Sie selbst sind seit Sonntag hier im Trainingslager. Wie sind Ihre Eindrücke?
Zu Hause bin ich an jedem Training dabei. Da habe ich schon einiges mitbekommen. Qualitativ wurde sehr gut gearbeitet, die Intensität war hoch. In Spanien geht es vor allem darum, perfekte Bedingungen vorzufinden bezüglich Plätzen, Wetter und Essen. Die haben wir. Es wird auch hier hervorragend trainiert. Angeschlagene Spieler gehören zu einer Vorbereitung dazu, weil die Belastung sehr gross ist.
Man hört, Sie seien auf der Suche nach einem Stürmer.
Wir schauen, wie unsere Spieler durch diese Vorbereitung kommen. Ist einer verletzt oder angeschlagen? Wir müssen gut beobachten: Julian von Moos ist in der Vorrunde lange ausgefallen, Alessio Besio ebenfalls, Emmanuel Latte Lath ist aufgrund seiner Spielweise gefährdet, weil er weder sich noch den Gegner schont. Fabian Schubert ist noch länger verletzt. Deshalb wäre es keine Überraschung, wenn wir im Angriff noch etwas machen würden.
Aufgrund dieser Ausfälle ist St. Gallen im Herbst in eine Resultatkrise geraten. Sehen Sie das auch so?
Wir müssen realistisch bleiben: Wir sind nicht YB, das über eine unglaubliche Kaderbreite verfügt und diese auch finanzieren kann. Deshalb ist es logisch, dass uns Ausfälle von wichtigen Spielern treffen.

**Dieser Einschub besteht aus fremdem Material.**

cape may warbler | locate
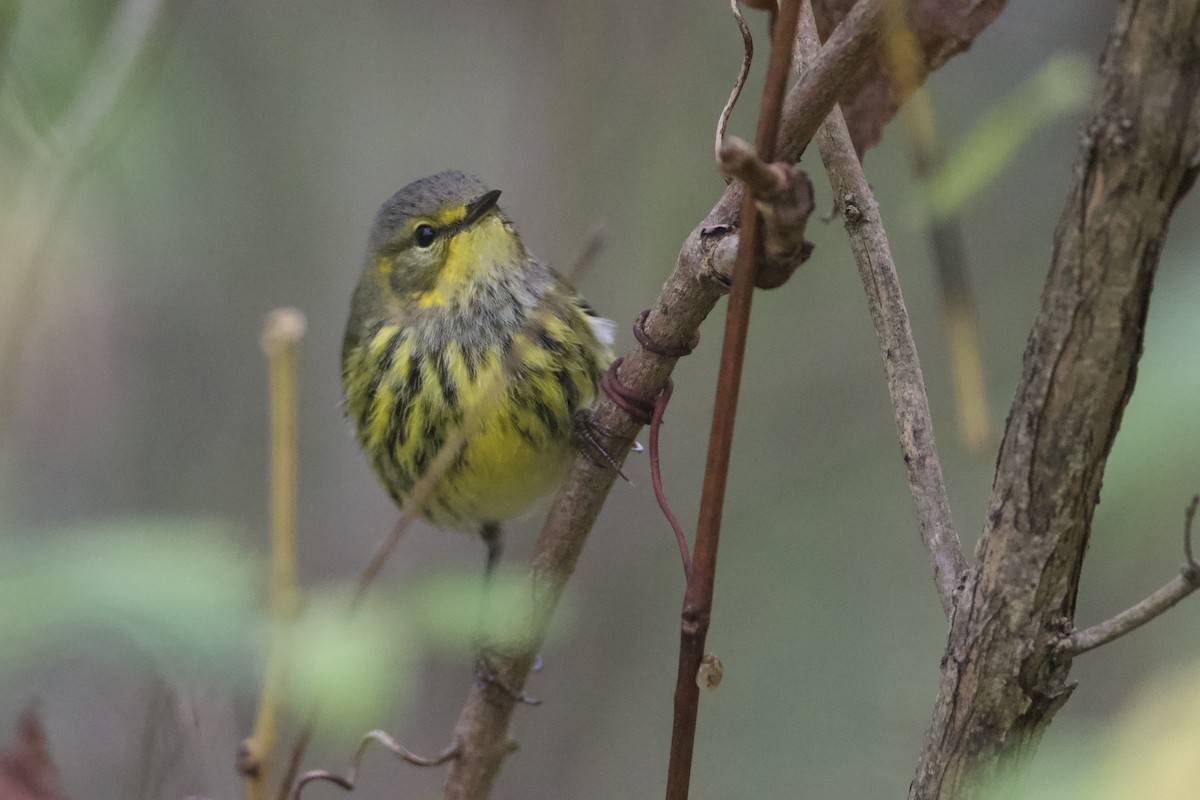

Doch wir haben in den vergangenen Jahren auch gesehen, dass bei uns jeder ersetzbar ist, weil wir vom Kollektiv, von der Begeisterung und von der Leidenschaft leben. In jener Phase in der Vorrunde fehlten uns sechs Spieler verletzt oder angeschlagen: Das war schon ein Faktor, weshalb die Resultate nicht mehr so gut ausfielen. Wir können viel auffangen, aber nicht alles.
Haben Sie die WM-Auftritte von Goalie Lawrence Ati Zigi verfolgt?
Natürlich. Zuerst habe ich mich gefreut, dass er aufgeboten wurde. Dann, dass er spielen durfte. Es gab in Katar zwei Mannschaften, denen ich die Daumen drückte. Ich habe es ja selber erlebt: Es ist etwas Grossartiges, als Spieler erstmals eine WM zu bestreiten. Das geht Zigi nicht anders. Er hat seine Sache gut gemacht. Hätten die Ghanaer etwas Glück gehabt, wären sie weitergekommen.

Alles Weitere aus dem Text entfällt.